Marseilles, at close quarters, was no jeweller’s creation. It was the usual noisy crowded place filled with impatient taxi-horns and the smell of stale coffee; that very French smell that haunts its houses with the ghosts of ten million coffee-brewings. But the sun shone, and the striped awnings flapped a little in the breeze from the Mediterranean, and the mimosa displayed its pale expensive yellow in prodigal masses. As a companion picture to the grey and scarlet of London it was, he thought, perfect.

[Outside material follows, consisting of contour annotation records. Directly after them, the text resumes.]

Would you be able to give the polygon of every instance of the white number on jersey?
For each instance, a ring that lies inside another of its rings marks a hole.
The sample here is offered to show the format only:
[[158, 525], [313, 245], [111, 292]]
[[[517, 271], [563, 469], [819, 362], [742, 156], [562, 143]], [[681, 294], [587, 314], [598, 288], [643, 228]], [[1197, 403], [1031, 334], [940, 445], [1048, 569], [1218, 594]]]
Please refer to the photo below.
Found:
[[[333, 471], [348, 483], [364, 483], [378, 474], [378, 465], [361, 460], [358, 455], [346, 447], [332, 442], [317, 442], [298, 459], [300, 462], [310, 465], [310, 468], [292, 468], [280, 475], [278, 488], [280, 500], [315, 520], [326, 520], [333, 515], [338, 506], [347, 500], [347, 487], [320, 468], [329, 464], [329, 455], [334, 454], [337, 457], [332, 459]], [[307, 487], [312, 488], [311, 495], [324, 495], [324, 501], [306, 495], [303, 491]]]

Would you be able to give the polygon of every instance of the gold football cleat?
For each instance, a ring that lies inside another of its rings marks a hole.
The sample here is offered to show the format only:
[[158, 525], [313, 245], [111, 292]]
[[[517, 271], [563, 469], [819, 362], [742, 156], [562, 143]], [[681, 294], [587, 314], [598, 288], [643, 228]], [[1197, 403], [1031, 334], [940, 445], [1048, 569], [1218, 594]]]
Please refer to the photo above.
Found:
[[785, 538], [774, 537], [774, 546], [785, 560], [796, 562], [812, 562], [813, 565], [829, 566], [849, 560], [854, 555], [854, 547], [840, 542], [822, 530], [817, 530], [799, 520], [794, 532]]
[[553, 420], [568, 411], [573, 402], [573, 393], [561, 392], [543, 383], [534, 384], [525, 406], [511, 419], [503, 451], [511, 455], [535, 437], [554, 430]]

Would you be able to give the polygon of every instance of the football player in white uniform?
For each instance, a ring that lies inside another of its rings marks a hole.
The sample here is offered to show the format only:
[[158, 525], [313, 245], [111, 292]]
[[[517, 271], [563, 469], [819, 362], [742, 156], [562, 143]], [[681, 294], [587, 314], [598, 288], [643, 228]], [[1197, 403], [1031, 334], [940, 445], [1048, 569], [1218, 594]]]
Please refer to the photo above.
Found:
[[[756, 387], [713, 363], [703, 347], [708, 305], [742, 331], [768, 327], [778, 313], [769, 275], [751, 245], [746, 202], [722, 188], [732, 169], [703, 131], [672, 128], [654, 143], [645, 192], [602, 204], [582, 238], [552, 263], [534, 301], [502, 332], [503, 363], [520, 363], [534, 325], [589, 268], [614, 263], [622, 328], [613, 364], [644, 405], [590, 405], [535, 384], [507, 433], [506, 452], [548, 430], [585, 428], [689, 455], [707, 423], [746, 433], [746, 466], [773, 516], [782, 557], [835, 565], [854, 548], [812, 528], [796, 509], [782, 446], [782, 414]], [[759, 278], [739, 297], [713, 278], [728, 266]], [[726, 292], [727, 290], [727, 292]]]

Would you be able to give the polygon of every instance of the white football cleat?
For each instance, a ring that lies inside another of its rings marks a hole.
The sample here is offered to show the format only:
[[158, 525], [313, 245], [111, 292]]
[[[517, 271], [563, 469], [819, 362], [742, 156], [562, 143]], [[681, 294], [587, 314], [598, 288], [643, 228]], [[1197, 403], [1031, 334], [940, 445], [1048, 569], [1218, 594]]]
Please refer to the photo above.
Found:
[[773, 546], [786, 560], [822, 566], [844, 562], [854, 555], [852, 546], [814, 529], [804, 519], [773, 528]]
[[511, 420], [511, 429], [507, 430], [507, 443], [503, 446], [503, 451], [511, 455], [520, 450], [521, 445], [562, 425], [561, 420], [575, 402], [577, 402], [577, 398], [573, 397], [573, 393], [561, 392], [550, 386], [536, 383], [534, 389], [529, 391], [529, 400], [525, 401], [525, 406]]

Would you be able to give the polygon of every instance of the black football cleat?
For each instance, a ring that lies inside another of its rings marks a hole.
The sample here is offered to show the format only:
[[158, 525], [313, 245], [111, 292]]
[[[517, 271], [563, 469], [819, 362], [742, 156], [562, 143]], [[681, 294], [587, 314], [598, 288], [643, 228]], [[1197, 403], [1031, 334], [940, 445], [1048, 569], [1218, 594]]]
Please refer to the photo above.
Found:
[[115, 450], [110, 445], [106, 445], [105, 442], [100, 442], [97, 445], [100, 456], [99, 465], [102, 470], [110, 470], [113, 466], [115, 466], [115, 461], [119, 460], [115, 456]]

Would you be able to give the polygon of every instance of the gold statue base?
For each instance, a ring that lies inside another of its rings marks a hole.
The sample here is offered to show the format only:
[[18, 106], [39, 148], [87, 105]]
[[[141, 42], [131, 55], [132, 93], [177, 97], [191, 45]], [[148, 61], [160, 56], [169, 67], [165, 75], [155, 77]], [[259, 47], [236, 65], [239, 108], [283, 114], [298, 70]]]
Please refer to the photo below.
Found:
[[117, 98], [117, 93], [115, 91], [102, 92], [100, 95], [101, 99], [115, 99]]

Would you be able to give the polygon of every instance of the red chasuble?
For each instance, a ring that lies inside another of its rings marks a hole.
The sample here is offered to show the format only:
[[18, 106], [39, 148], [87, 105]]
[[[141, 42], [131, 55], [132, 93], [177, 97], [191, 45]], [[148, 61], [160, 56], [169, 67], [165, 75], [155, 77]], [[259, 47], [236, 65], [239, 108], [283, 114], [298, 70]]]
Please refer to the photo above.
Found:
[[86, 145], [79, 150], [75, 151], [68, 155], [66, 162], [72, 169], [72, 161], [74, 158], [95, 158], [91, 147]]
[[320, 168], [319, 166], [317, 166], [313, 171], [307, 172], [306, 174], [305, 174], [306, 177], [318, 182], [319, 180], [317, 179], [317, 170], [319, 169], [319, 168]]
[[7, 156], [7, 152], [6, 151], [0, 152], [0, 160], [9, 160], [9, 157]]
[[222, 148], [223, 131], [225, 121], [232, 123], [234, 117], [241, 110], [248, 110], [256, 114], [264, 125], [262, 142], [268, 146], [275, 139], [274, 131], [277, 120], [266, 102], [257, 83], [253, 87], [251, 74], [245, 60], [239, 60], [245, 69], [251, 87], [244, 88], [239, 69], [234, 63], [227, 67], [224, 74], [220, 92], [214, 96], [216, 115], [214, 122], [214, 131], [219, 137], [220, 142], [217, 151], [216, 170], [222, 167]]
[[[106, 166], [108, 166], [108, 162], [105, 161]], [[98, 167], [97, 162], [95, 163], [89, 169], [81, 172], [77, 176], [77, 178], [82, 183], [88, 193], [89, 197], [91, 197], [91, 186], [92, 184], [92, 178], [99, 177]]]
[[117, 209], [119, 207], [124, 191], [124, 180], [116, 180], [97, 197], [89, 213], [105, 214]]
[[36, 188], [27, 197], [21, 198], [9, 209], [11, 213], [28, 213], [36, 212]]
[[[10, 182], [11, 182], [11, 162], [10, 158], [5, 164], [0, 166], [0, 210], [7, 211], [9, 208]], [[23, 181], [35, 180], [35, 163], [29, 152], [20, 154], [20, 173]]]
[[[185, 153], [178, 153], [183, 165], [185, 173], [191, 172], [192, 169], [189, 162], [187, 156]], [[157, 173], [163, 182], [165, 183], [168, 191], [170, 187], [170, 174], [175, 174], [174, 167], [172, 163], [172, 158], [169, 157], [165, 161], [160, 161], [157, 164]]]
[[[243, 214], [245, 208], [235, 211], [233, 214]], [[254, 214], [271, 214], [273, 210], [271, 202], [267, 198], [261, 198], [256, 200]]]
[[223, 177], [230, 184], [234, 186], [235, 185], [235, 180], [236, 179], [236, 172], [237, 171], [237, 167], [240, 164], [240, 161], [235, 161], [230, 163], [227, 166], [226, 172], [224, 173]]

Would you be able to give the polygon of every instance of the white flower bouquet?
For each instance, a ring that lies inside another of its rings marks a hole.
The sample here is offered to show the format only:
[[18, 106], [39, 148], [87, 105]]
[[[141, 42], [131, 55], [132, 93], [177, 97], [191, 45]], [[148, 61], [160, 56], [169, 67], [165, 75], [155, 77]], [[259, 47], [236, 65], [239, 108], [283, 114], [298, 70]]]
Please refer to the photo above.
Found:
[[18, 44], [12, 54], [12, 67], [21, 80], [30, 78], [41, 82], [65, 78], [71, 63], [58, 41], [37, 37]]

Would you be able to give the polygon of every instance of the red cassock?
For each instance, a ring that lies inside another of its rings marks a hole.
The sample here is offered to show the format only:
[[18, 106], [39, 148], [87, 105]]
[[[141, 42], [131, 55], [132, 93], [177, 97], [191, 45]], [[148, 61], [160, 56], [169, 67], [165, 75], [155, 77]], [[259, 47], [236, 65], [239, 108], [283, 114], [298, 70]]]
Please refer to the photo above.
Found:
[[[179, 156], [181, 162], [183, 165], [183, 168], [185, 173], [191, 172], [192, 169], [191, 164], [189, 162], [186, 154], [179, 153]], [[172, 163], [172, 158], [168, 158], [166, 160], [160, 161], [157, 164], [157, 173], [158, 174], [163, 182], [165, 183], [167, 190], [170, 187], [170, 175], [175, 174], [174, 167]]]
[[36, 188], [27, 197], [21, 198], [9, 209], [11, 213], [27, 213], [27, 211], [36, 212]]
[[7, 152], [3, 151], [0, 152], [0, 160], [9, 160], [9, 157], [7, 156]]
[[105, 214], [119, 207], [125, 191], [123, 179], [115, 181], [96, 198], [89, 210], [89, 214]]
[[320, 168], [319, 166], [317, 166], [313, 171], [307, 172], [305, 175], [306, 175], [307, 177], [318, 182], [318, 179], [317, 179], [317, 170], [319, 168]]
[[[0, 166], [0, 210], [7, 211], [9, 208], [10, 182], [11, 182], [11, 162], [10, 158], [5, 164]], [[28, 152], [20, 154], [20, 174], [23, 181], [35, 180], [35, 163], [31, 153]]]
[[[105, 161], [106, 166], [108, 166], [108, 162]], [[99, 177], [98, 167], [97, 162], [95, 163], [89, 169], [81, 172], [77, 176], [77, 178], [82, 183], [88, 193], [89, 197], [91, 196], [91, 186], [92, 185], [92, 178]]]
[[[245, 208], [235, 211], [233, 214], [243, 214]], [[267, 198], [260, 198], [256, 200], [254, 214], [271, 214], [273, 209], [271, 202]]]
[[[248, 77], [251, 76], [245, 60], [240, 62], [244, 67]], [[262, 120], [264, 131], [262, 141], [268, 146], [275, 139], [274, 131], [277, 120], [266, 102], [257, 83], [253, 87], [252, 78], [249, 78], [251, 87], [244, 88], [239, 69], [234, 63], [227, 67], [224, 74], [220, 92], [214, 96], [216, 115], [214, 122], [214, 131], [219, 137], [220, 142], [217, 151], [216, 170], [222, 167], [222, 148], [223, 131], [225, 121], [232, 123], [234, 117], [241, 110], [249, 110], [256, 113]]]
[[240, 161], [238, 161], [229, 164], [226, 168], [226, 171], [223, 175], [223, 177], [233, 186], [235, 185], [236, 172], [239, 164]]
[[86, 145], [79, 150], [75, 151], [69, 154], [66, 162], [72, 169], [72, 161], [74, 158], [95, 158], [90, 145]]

If he ever was rich he would commission one of the best artists in the world to put the two pictures on canvas for him; the chiaroscuro of London and bright positive blaze of Marseilles. Or perhaps two different artists. It was unlikely that the man who could convey the London of a grey day in April would also be able to paint the essence of Marseilles on a spring noon.